All right, x'6F' is ambiguous, it's reasonable to 
decide that it's only one byte and not x'006F' 
(even though the MySQL Reference Manual says 
"each PAIR of hex digits is converted to a character"). 
 
But why add x'20'? It's no good replying that x'20' 
is a space, it  is not a space if it's the 
low part of a 16-bit character. 
 
Also, if I add an introducer, I get a different filler: 
 
mysql> delete from t4; 
Query OK, 3 rows affected (0.00 sec) 
 
mysql> insert into t4 values (_ucs2 x'6f'); 
Query OK, 1 row affected (0.00 sec) 
 
mysql> select hex(s1) from t4; 
+---------+ 
| hex(s1) | 
+---------+ 
| 6F6F    | 
+---------+ 
1 row in set (0.00 sec) 
 
See also the MySQL Reference Manual, "Hexadecimal Characters": 
http://www.mysql.com/doc/en/Hexadecimal_values.html 
 

How to repeat:
create table t4 (s1 char(1) character set ucs2); 
insert into t4 values (x'6F'); 
select hex(s1) from t4; 
 
delete from t4; 
insert into t4 values (_ucs2 x'6f'); 
select hex(s1) from t4; 
 

Suggested fix:
Fill incomplete words with x'00' instead of x'20' or x'6f'. 
In strict mode, incomplete words should cause an error.
[15 Jan 2004 0:19] Alexander Barkov
Probably the best choice is to prepend it with a necessary number
of 0 digits.
[20 Jan 2004 5:41] Alexander Barkov
These two are now fixed:
  SELECT _ucs2 0xAA
  SELECT _ucs2 X'AA'

And automatically extend the argument to 0x00AA
[20 Jan 2004 5:43] Alexander Barkov
Test with all character types should be done after fixing this:
  CHAR, VARCHAR and TEXT

These two should prepend leding zeros too:
  CAST(bin_expr AS char character set ucs2)
  CONVERT(bin_expr using ucs2)
[21 Jan 2004 3:38] Alexander Barkov
Thank you for your bug report.
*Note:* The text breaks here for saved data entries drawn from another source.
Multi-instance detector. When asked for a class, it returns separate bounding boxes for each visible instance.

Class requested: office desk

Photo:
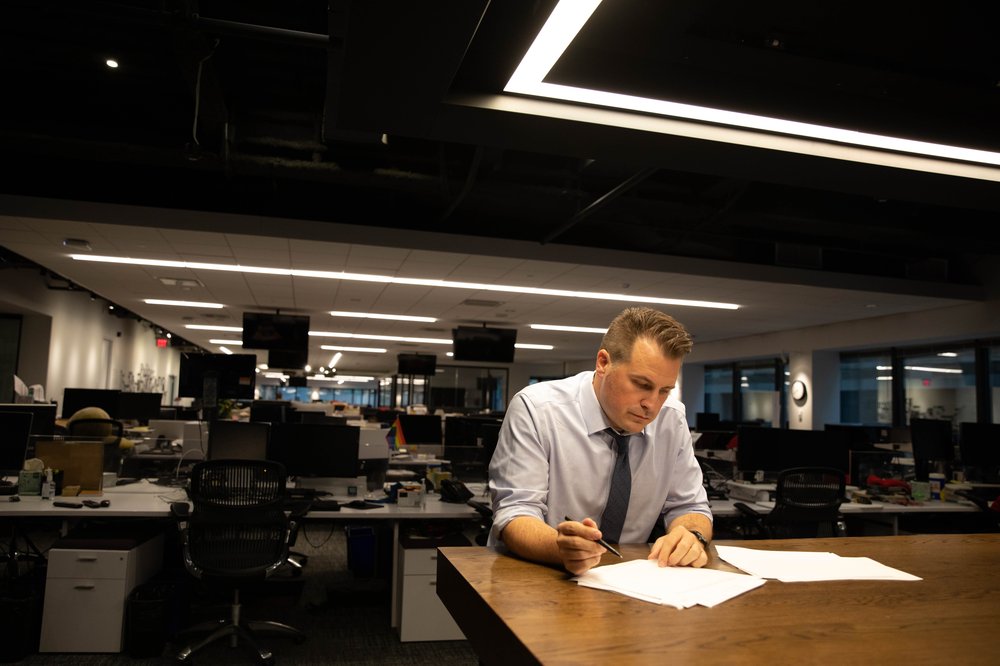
[710,497,980,534]
[438,534,1000,665]
[0,482,477,638]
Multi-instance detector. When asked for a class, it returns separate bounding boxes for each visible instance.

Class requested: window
[902,346,976,426]
[839,352,892,425]
[704,365,734,422]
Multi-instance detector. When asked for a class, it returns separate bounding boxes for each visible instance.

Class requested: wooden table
[438,534,1000,665]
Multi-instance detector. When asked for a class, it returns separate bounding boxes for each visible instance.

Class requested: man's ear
[595,349,611,375]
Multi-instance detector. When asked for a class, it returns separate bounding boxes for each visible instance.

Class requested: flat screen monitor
[736,427,849,479]
[116,392,163,424]
[397,414,442,445]
[695,412,721,431]
[267,422,360,478]
[0,403,57,437]
[241,312,310,351]
[250,400,291,424]
[178,353,256,401]
[207,420,270,460]
[909,418,954,480]
[397,353,437,375]
[267,348,309,370]
[958,422,1000,470]
[451,326,517,363]
[61,388,120,419]
[0,411,33,475]
[824,423,885,450]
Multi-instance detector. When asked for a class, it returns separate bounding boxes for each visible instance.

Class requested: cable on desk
[699,459,732,499]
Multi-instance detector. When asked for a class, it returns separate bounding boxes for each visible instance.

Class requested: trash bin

This issue has been committed to our
source repository of that product and will be incorporated into the
next release.

If necessary, you can access the source repository and build the latest
available version, including the bugfix, yourself. More information 
about accessing the source trees is available at
    http://www.mysql.com/doc/en/Installing_source_tree.html

Additional info:

Tests were also added.